GreptimeDB Community Report

March 15, 2024 · 12 min read

Apache Kvrocks PMC Member, Former Mentor

GreptimeDB is an open-source time-series database (TSDB) developed by Greptime Inc. Its source code is publicly available on GitHub:

I first came across the GreptimeDB project in 2022. In 2023, I noticed that its Community Program was well thought out, not blindly copying rules from so-called successful projects. This invoked my interest in open-source governance and community operations, prompting discussions with its members. After delving into GreptimeDB’s source code, I was impressed by their remarkable engineering capabilities, so I started contributing.

After several months of involvement, I have gained a preliminary understanding of the GreptimeDB community. I believe that this is an open-source community with significant potential worth participating in. Therefore, I am writing this community report to provide a brief introduction and share my thoughts.

DISCLAIMER

During my participation in the community, I have had in-depth discussions with core members of the GreptimeDB community. Recently, I’ve taken a step further by joining the Greptime team. As such, my observations and assessments may carry a degree of subjectivity. Welcome to leave comments for further discussion.

Quantitative Analysis

Two years ago, someone jokingly remarked that Rust and TSDB were becoming open-source memes. GreptimeDB is one such project, which is also written in Rust.

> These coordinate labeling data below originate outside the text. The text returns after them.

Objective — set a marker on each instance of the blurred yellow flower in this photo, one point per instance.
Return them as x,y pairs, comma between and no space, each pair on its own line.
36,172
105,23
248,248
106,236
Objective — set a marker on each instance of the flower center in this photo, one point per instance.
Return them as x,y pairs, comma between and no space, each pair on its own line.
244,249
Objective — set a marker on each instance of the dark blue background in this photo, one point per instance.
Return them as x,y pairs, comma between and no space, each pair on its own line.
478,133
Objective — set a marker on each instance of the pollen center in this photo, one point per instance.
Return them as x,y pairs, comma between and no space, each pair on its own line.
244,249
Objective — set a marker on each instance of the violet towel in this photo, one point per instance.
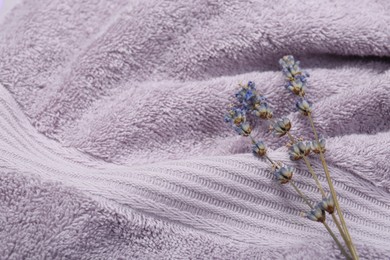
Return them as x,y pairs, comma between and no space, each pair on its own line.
112,143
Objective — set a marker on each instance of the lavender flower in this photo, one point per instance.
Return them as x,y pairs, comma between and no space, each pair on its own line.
318,147
284,174
304,106
235,116
248,97
298,150
259,148
243,129
281,127
263,111
297,86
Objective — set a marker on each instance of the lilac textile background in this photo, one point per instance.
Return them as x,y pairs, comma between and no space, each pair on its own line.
112,143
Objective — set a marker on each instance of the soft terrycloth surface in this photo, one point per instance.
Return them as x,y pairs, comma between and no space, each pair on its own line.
112,143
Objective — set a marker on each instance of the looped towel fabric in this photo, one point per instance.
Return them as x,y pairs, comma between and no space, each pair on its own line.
113,145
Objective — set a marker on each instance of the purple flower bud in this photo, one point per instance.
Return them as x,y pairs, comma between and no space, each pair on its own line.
259,149
318,147
304,106
284,174
298,150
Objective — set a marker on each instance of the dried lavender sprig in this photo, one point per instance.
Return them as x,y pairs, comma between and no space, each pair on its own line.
319,186
289,65
284,175
237,118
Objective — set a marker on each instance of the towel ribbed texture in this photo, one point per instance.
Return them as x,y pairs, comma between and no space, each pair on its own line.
113,145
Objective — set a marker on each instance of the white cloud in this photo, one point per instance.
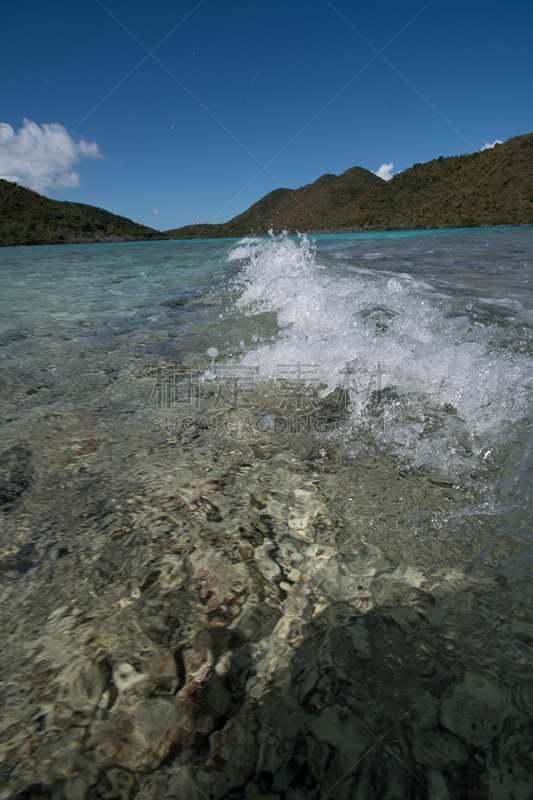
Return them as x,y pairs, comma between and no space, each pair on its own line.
385,171
489,146
42,158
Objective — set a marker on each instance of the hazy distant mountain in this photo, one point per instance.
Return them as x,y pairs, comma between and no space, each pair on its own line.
489,187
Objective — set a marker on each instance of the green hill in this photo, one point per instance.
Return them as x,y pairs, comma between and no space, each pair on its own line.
492,187
29,218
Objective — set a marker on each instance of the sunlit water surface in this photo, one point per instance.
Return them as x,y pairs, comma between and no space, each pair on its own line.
266,524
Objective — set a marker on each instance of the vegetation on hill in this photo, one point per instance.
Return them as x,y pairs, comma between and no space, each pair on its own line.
29,218
489,187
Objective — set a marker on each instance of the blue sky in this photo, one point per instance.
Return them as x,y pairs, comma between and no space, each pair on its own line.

However, after two years, GreptimeDB stands out as one of the few remaining projects that have persevered and continued to grow. Even when compared to mainstream TSDB projects, GreptimeDB’s vitality is noteworthy.

OpenRank

Activity

The above two images show the monthly OpenRank and activity index data generated from the OpenDigger dataset in 2023, which marks the first year of GreptimeDB’s open-source operation.

From the perspective of OpenRank, GreptimeDB has significantly outperformed InfluxDB in recent years and is on par with TimescaleDB and Prometheus. However, there is still a gap compared to the commercially open-sourced product VictoriaMetrics. Regarding the project activity, GreptimeDB belongs to the top tier alongside mainstream projects other than InfluxDB.

OpenRank

OpenRank is an open-source value flow analysis metric defined by Dr. Frank Zhao of Tongji University.

Unlike metrics such as star counts or DB Engines rankings, which can be significantly impacted by first-mover advantages, the monthly OpenRank and activity changes displayed above offer a more accurate representation of the project’s ongoing development and future trends.

Community Development

As mentioned earlier, my genuine interest in the GreptimeDB community began when I discovered their Community Program was not just a cargo-cult movement but well-thought-out and feasible. The results have proven this to be true. In 2023, GreptimeDB, following the design of the Community Program, welcomed two new committers apart from the company:

Both committers were nominated due to their substantial code contributions, with each submitting around twenty patches that were acknowledged for their quality by the project team. Furthermore, these committers had been actively involved in the project for several months before becoming committers. It is evident that these two committers, selected and recognized based on this standard, remained actively engaged in the project last month.

The functionality of GreptimeDB has taken shape, meeting the standards for the production environment. This also signifies that the extensive groundwork of the pioneering phase has been completed, allowing new community members to leverage their creativity on a solid engineering foundation. Nevertheless, GreptimeDB still offers considerable opportunities for optimization. There are numerous unresolved issues related to design and implementation in technical domains, including inverted indexes, Write-Ahead Logs (WAL), and storage engines. This period presents a valuable chance for individuals to engage with GreptimeDB and potentially become committers.

However, there are still areas within GreptimeDB’s Community Program that can be improved before it can be considered a benchmark for commercial open-source projects.

For example, promoting new Committers is only briefly mentioned in biweekly reports. The Community Program does not immediately reflect its smooth operation or the fact that there are Committers outside the company in the community. There is also a lack of introductions and sharing of successful stories for active contributors and Committers. Currently, the community essentially operates at a basic level of granting permissions to those who write good code.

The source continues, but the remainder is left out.